The incentives are enough to encourage the development of specialised heavy-haulage equipment by manufacturers such as Miller Industries.
They are able to right overturned or heavily damaged trucks without the need to occupy all freeway lanes.
‘‘In America it’s all about quick clearance of freeways without blocking the road,’’ Reynolds says.
‘‘Local authorities will pay a bonus for operators to arrive within a certain time, clear the scene within a set time and keep lanes open for traffic to flow.’’
Whereas other heavy haulage trucks have to line up at right angles to the crashed vehicle in order to pull it back on its wheels, Reynolds’ Peterbilt is equipped with a rotating hoist — called a rotator — that can be swung through 360 degrees.
The rotator allows it to pull up alongside a stranded truck and haul it back upright without taking up any more than a single traffic lane.
‘‘The beauty of the rotator is that you can work from the side. Every other tow truck in Australia has to be at right angles tothe casualty to pull it back on its wheels, so it’s impossible to keep lanes open,’’ he says.

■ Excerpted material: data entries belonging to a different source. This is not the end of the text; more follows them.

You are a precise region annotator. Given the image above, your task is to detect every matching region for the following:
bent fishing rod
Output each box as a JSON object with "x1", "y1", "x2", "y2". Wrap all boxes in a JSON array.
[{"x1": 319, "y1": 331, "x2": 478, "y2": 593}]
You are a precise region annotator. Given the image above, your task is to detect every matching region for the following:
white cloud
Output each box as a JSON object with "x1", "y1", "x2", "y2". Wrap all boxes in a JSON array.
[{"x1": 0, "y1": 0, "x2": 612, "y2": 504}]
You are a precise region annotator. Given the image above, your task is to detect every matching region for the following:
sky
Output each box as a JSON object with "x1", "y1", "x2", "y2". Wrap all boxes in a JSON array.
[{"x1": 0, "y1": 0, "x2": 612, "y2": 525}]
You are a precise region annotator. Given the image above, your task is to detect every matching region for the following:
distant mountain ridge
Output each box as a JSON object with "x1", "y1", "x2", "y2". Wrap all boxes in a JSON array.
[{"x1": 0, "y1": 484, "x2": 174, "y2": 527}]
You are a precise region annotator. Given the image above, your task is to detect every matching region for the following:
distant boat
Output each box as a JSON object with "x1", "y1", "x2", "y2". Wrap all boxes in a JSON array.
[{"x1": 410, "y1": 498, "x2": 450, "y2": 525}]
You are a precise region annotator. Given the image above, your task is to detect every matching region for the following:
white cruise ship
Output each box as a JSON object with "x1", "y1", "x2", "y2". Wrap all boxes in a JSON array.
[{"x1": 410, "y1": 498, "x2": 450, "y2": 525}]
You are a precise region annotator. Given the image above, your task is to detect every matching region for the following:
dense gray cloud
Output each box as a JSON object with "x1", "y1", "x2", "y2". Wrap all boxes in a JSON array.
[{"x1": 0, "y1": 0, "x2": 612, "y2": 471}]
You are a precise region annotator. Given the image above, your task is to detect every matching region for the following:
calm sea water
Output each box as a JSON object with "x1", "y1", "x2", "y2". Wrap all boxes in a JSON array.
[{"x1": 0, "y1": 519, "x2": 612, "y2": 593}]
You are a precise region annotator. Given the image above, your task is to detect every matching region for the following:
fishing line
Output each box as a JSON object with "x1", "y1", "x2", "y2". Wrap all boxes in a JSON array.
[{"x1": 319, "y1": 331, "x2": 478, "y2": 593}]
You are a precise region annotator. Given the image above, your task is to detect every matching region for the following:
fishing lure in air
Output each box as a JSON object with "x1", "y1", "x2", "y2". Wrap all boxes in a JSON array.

Reynolds’ company, Truckworks, is an Adelaide-based towing and truck smash repair business. It’s also the distributor for products developed by Miller Industries, the world’s largest maker of towing equipment.
The Peterbilt he’s just imported is equipped with the latest equipment from the Miller catalogue.
The truck is a 2008 model Peterbilt 388 and was built in Denton, Texas, before being shipped to Miller Industries in Chattanooga, Tennessee, where it was completed for shipment to Australia.
It’s powered by a Cummins ISX rated at 410kW feeding into a 20 Series 18-speed auto shift transmission and on to 23,600kg Spicer diffs on 23,600kg Neway suspension.
The massive Peterbilt weighs 28 tonnes and rolls on a 9500mm wheelbase, with a 9080kg front axle and a 9080kg tri-axle set at the rear.
Not surprisingly, the chassis rails are massive. Double skinned, they’re about 304mm deep and 10mm thick, providing the truck’s fundamental strength.
At the front it also has twin steering boxes, one on each side, which make manoeuvring at a cash site much easier when there’s often little room to move. It rolls on super single front tyres.
‘‘These trucks are heavy and, when you’re at an accident scene, you don’t want to have to move the truck to turn the steering. With the big super single front tyres, you need plenty of grunt to turn the steering,’’ he says.
The forward axle in the rear set is a 9080kg self-steering pusher axle that automatically lifts when the truck goes into reverse.
The main lifting device is rated at 75 tonnes and has five auxiliary winches to assist.
The Peterbilt landed in Australia a few weeks ago and was delivered to Kent Truck Repairs at Smithfield where it was being converted to right-hand drive.
After the conversion it will head to Adelaide where Reynolds and his team will repaint it in wild custom colours for its debut at the Sydney Truck Show in August.
The massive Peterbilt will not only be the star attraction at the truck show. It will also be the eye-popping centrepiece of the Truckworks stand.
The stand will also have a 625hp C15 Caterpillar Acert-powered Kenworth T908 with an integrated Century underlift; a fully imported 2008 Cummins-powered Ford F650 with a Century aluminium tilt-tray; and an Isuzu FRR 600 with a steel tilt-tray.
After the show Reynolds will take it on tour to demonstrate it to road authorities in every state.
Turn to us: Lyndon Reynolds’ Peterbilt heavy tow truck is equipped with a rotating hoist that can be swung through 360 degrees.